Steps to fix package security vulnerabilities in your JS project

Pere Sola - Oct 25 - - Dev Community

Github sends you regular alerts when security vulnerabilities are detected among your installed packages or its dependencies. I used to try to let the dependabot fix them for me. However, half the time I was not able to merge the PR that had been generated for me. As a result, the violations were left unadressed, which is not good. In my case I use pnpm, I guess it is the same with npm.

I came across this article by Niraj Chauhan's today and it got me into how to solve them using the terminal.

Steps:

  • You get the dependabot alert from Github:

Dependabot alert from Github

  • I know, the package name in the screenshot above doesn't match the rest of the article.

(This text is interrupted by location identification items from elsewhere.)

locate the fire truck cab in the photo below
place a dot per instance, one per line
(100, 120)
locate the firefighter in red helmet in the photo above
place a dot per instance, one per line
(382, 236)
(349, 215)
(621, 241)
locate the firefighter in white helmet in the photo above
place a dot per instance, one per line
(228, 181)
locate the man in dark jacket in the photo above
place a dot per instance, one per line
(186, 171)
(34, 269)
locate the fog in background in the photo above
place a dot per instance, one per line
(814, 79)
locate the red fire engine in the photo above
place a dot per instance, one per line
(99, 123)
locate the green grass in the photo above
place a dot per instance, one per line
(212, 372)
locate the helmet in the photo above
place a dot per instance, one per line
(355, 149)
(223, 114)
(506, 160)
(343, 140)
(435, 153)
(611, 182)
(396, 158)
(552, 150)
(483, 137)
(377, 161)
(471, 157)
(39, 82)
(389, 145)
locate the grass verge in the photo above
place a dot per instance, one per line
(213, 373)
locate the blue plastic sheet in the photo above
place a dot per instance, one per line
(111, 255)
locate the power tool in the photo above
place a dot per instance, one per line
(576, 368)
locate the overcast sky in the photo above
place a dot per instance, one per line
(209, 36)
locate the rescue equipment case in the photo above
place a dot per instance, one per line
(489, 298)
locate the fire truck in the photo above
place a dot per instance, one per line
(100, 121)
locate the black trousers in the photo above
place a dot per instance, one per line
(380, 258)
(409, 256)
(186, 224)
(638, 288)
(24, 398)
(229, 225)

But this is about the steps, you get the point.
  • Navigate to the project in your machine and run pnpm audit. You should see details about the vulnerabilities:

Details about the vulnerability in the terminal

  • In the path section you should see what is causing this. In my case, it seems to be "nested dependencies" (dependencies of dependencies).

  • You can run pnpm why NAME_OF_THE_PACKAGE to confirm the above. In my case, I get this when running it on my first vulnerability: pnpm why netmask

Result of

  • You can try running pnpm audit fix but it never works for me.

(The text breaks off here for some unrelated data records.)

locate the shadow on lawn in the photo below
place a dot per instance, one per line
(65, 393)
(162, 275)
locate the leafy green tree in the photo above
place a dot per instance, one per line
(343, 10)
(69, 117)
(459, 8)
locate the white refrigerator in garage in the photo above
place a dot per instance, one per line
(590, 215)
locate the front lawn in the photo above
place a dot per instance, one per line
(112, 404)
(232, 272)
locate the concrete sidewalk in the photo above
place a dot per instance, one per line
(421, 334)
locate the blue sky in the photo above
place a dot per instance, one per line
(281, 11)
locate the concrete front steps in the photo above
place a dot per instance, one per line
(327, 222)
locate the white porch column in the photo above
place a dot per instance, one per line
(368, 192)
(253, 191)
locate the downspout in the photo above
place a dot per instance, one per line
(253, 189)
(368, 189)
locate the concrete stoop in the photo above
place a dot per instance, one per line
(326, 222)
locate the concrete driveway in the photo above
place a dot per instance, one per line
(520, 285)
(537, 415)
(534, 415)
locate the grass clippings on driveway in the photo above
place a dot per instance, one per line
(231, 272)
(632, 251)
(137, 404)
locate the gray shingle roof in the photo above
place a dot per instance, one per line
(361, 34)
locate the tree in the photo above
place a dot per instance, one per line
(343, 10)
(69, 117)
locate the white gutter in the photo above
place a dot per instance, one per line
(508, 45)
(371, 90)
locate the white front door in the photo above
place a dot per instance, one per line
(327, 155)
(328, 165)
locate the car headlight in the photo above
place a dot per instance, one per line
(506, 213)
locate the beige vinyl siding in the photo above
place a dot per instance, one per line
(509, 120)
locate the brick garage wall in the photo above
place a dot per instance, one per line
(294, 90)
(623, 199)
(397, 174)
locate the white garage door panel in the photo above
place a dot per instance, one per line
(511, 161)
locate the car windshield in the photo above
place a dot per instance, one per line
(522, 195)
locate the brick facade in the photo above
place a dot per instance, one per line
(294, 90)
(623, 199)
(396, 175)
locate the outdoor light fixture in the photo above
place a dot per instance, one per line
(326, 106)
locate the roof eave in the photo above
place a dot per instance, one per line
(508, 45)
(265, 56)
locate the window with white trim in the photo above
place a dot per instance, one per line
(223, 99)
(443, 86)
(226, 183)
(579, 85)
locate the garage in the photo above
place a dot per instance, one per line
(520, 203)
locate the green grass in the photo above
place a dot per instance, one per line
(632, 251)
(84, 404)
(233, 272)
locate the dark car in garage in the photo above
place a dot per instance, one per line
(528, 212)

  • Open your package.json and update the package version that is causing this - in my case mailgun-js. You can run pnpm view NAME_OF_THE_PACKAGE versions to see all the versions or pnpm info NAME_PACKAGE version to know the latest stable version.

If it is different, edit your package.json file with the version you need and run pnpm i again. After that you run pnpm audit again to confirm that the vulnerability is gone. If it is still there, start again or continue reading.

  • In my case, the latest stable version is the one I have installed, so I need to take another approach.

  • We can force pnpm to install a certain version of a nested dependency. The pnpm docs are here and you do it like so in your package.json file:

Example of pnpm overrides code in package.json file

  • I got an error about the version I was trying to override, so I wrote the latest one in my package.json file:

Latest version of the package file

Image description

  • Run pnpm i and happy days, the vulnerability for that package is no longer there.

Edit 25/10: according to this Stackoverflow thread, both Github dependabot and pnpm audit feed from the same database, so you are not missing on vulnerabilities byfixing things this way rather than the dependabot workflow. Also there is this blog post.